There is one way to live forever – but it happens to very few people. It is to be immortalised as a character in a work of fiction, in a book which becomes a classic, which will be read hundreds of years after you were alive. This is an honour which does not happen to many people. But I have just found out that it has happened to my mother.
My mum always wondered about a passage in the legendary Alasdair Gray’s famous Scottish novel ‘Lanark’. At one point in the book the central character described a conversation with two girls at a Glasgow School of Art dance. The description fitted herself and her friend Heather who were in Fourth year when Alasdair Gray was in First year, and the conversation described was very like a conversation which she remembered they’d had.

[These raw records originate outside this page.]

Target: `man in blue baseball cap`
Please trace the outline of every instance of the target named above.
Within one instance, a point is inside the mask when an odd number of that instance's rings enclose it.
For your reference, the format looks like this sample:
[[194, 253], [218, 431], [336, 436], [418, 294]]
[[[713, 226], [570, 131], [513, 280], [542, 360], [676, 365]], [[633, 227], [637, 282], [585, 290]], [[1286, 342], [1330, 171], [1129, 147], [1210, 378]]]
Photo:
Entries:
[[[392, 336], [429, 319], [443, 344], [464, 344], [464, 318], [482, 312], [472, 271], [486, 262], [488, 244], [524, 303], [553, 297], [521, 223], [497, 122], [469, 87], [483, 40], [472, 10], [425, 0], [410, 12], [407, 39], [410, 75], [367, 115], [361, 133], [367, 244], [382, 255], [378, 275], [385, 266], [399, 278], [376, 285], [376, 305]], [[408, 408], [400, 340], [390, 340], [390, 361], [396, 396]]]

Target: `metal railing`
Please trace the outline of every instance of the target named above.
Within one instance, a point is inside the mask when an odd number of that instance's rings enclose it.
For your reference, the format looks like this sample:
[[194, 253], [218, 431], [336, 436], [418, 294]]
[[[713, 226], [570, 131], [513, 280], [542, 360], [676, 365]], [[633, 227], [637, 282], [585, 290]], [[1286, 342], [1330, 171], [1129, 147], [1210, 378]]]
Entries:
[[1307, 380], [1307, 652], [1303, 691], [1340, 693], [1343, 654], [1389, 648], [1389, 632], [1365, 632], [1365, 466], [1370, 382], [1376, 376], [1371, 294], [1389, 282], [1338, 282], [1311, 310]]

Last month my sister Susan went to his talk at the Glasgow Literary Festival ‘Aye Write’. She queued for ages to see him and when she finally got to the head of the queue, very nervous, she said:
“You once paid my mother a lovely compliment at an Art School dance, you said she looked like alabaster and honey.”
“No, I said marble and honey.”
Then Susan said:
“Was that a line you used with a few girls then?”
“No, I only ever said it to one girl.”
Then he went on to tell Susan that it was his first ever Art School dance in 1952 and that this tall blonde (this would have been our mum, Maureen Rennie) and a smaller brunette (her friend Heather) both danced with him.
He said that they were older than he was and he got the impression that to an extent they were toying with him. Then he smiled and said:
“but I rather liked it!”
He said to Susan that he knew that he didn’t stand a chance, but that when he was dancing with our mum:
“I said to her ‘you are like marble and honey’ and she said ‘Am I?’ and I put it in ‘Lanark’.”
Then he asked:
“Has your mother died?”
“Yes, a few years ago.”
He smiled ruefully and said:
“Damn it! That keeps happening!”
My sister Susan had her photo taken with him. She also asked him to inscribe a copy of ‘Lanark’ for my birthday.
To think that a conversation with our late mum inspired a passage in what has become a classic of Scottish Literature. Mum always wondered about it, and now we know for sure.